What Is PAT Heart Rhythm? Causes, Symptoms, and Treatment

The heart’s rhythmic contractions are orchestrated by a complex electrical system, ensuring efficient circulation. Malfunctions can lead to irregular heartbeats, known as arrhythmias. This article explores paroxysmal atrial tachycardia (PAT), a specific type of abnormal heart rhythm that can manifest suddenly and disrupt the heart’s normal function.

Understanding Normal Heart Rhythm

A healthy heart beats in a synchronized manner, driven by electrical signals. The process begins in the sinoatrial (SA) node, the heart’s natural pacemaker, located in the upper right chamber (atrium). This node generates electrical impulses that spread across the atria, causing them to contract and push blood into the lower chambers, the ventricles.

The electrical signal then travels to the atrioventricular (AV) node, which delays the impulse slightly to allow the ventricles to fill with blood. From there, the signal rapidly propagates through specialized pathways to the ventricles, prompting them to contract and pump blood out to the lungs and the rest of the body. A typical adult resting heart rate usually ranges between 60 and 100 beats per minute. This coordinated electrical activity ensures a steady and effective heartbeat, called normal sinus rhythm.

What is PAT?

Paroxysmal Atrial Tachycardia (PAT) is an abnormal heart rhythm characterized by a sudden onset of a rapid heartbeat originating in the atria. The term “paroxysmal” means these episodes begin and end abruptly. During a PAT episode, the heart rate can significantly increase, often ranging from 100 to 250 beats per minute.

PAT is a form of supraventricular tachycardia (SVT), meaning the irregular rhythm originates above the ventricles. This condition arises when an area in the atria, outside the natural pacemaker, generates rapid electrical impulses. While the heart muscle and valves may be healthy, the electrical system experiences a temporary malfunction. The rapid contractions can reduce the time available for the heart to fill with blood, potentially leading to various symptoms.

Common Causes and Triggers

Several factors can contribute to or trigger PAT episodes. While the precise cause is not always fully understood, PAT often involves abnormalities in the heart’s electrical pathways, sometimes including extra pathways. Stimulants like excessive caffeine, alcohol, and nicotine can induce episodes. Certain over-the-counter medications, such as cold and sinus remedies and diet pills, can also overstimulate the heart.

Stress and anxiety are also triggers that can influence the heart’s electrical system. Underlying health conditions like heart valve disorders, an overactive thyroid, or chronic lung disease may also play a role. While PAT can occur in individuals with healthy hearts, it is sometimes associated with existing heart disease or prior heart surgery.

Recognizing Symptoms and When to Seek Medical Attention

Individuals experiencing a PAT episode often notice a sudden, rapid heartbeat or palpitations. Other common symptoms include shortness of breath and dizziness or lightheadedness, as the heart’s rapid beating might prevent it from filling adequately with blood. Some may also report chest discomfort or pain, anxiety, or fatigue during an episode.

While PAT is generally not life-threatening, especially if short-lived, seek medical attention if symptoms are severe or prolonged. Call emergency services if you experience a very fast heartbeat lasting more than a few minutes, or if accompanied by severe chest pain, fainting, extreme dizziness, or significant weakness. These symptoms could indicate a more serious issue.
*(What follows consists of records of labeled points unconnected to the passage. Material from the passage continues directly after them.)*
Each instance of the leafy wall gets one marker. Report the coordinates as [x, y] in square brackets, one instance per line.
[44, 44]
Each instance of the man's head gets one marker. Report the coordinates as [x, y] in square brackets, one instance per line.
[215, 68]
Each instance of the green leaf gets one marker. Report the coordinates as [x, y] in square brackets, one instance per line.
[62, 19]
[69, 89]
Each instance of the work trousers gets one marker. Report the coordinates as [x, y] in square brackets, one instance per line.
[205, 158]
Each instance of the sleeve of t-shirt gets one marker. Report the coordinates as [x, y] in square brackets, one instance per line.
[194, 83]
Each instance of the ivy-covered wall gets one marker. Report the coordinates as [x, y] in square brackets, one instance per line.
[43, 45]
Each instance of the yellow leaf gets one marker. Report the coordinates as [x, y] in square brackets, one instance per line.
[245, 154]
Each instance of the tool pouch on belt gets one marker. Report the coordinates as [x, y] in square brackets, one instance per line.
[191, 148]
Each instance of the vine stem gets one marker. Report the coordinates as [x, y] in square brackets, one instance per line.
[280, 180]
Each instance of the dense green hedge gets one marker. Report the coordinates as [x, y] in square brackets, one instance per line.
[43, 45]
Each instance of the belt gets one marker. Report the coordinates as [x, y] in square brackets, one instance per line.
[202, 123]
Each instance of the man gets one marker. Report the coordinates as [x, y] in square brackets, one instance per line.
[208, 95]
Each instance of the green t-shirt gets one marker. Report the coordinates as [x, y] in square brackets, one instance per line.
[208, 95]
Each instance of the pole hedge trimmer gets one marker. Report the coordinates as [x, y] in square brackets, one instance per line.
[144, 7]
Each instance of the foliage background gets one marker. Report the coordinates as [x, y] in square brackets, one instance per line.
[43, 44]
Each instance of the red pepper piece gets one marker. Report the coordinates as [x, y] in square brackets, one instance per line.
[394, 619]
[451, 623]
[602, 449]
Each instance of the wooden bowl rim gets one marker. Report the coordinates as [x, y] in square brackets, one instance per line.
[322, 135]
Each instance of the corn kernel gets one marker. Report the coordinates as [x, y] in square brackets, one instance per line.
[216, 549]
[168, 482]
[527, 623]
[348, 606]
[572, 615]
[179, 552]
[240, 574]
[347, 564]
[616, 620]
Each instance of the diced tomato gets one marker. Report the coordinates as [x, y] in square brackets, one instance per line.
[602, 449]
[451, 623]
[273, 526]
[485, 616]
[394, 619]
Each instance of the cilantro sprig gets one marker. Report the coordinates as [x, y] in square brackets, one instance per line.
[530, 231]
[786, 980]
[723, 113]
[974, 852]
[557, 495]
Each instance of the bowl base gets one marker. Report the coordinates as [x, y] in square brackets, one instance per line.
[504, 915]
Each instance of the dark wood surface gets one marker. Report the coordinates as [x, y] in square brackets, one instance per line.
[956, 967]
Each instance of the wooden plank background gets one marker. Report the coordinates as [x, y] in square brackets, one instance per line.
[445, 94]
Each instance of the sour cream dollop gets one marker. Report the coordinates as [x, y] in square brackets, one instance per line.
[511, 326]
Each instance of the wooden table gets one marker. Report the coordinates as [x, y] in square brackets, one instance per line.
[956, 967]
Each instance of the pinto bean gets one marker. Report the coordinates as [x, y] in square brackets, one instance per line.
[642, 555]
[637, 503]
Diagnosis and Treatment Approaches

Healthcare professionals employ various methods to diagnose PAT. An electrocardiogram (ECG or EKG) records the heart’s electrical activity, capturing the rapid heart rate and the arrhythmia’s origin within the atria. However, because PAT episodes are paroxysmal, a routine ECG might appear normal if an episode is not occurring.

A doctor may recommend a Holter monitor, a portable device that continuously records heart activity for 24 to 48 hours or longer, to capture an episode. Event monitors, worn for several weeks and activated by the patient during symptoms, are another option.

Treatment for PAT often begins with lifestyle modifications, such as reducing caffeine, alcohol, and nicotine intake. Vagal maneuvers, simple techniques like holding one’s breath and bearing down, can sometimes slow the heart rate by stimulating the vagus nerve. Medications like beta-blockers and calcium channel blockers are commonly prescribed to control heart rate and rhythm. For persistent cases, catheter ablation may be considered to eliminate the area causing the abnormal signals.